Parc National des Volcans
"Il m'a regardé comme on regarde quelque chose qui n'est pas vraiment votre affaire — patient, indifférent, complet."
Le permis coûte cinq cents dollars. Je veux le dire d’emblée parce que quand je l’ai entendu pour la première fois j’ai hésité, puis j’y suis allé, et maintenant je voudrais qu’il existe un mot plus fort que « ça en vaut la peine ». On paie et on obtient une heure — exactement une heure — avec une famille de gorilles. On n’est pas en safari en véhicule. On est à pied, dans la forêt, en altitude, avec de la boue sur les bottes et les poumons qui travaillent plus qu’ils ne s’y attendaient. Puis le pisteur devant vous s’arrête, lève la main, et à deux mètres sur votre gauche un jeune gorille mange des pousses de bambou en vous ignorant absolument.
Le parc protège le versant rwandais du massif du Virunga — cinq volcans dormants courant le long des frontières du Rwanda, de l’Ouganda et de la RDC. Depuis la ville de Musanze, on peut voir Karisimbi et Bisoke par un matin clair, s’élevant énormes et tranquilles au-dessus des champs de pommes de terre. La montée à travers la zone tampon est une heure de trébuchements dans les orties et la forêt dense avant que la végétation ne s’ouvre sur la ceinture de bambous de montagne où se déplacent les familles de gorilles. Mon ranger portait une machette mais ne s’en est presque pas servi. Il parlait aux pisteurs en tête dans de douces salves radio et puis, soudain, nous a dit de cesser complètement de parler.
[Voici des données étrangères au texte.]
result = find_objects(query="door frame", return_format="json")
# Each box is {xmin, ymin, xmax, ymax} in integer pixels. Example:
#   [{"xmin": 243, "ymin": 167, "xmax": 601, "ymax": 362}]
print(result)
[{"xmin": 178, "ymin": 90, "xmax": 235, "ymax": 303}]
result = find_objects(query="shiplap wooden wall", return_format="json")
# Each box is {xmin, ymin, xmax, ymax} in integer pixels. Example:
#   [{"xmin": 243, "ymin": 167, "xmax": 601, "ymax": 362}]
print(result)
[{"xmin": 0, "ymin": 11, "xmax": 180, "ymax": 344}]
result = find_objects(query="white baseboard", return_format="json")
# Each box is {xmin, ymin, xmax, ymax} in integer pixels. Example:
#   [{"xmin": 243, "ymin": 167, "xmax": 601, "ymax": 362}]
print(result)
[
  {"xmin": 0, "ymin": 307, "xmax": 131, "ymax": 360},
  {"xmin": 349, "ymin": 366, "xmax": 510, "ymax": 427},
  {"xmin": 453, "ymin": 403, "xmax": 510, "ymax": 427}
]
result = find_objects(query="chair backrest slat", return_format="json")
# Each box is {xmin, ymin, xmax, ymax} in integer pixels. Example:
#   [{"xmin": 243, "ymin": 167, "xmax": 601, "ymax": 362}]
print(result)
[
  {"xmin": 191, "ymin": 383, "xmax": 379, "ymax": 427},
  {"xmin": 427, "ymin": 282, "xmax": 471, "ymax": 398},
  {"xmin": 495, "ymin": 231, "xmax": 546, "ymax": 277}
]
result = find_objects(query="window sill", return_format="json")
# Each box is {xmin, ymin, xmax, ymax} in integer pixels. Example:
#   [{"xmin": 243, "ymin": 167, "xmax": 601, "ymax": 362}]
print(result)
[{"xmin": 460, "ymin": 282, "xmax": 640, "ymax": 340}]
Nous avons trouvé la famille Amahoro — douze individus, dont un mâle dominant que les pisteurs appelaient Ubumwe. Il était assis droit dans la végétation à environ trois mètres du chemin étroit, tournant lentement une tige végétale dans une main. Les pisteurs nous ont maintenus dans un arc prudent, nous rappelant toujours de ne pas maintenir un contact visuel direct trop longtemps, de ne pas imiter, de ne pas élever la voix. Une mère avec un nourrisson dans le dos se déplaçait dans les broussailles à dix mètres derrière lui. Deux jeunes luttaient d’une façon qui semblait surtout théâtrale. Je suis resté là pendant toute l’heure, à peine bouger, oubliant de prendre des photos pendant de longs moments parce que ce qui se passait était mieux que n’importe quelle photo.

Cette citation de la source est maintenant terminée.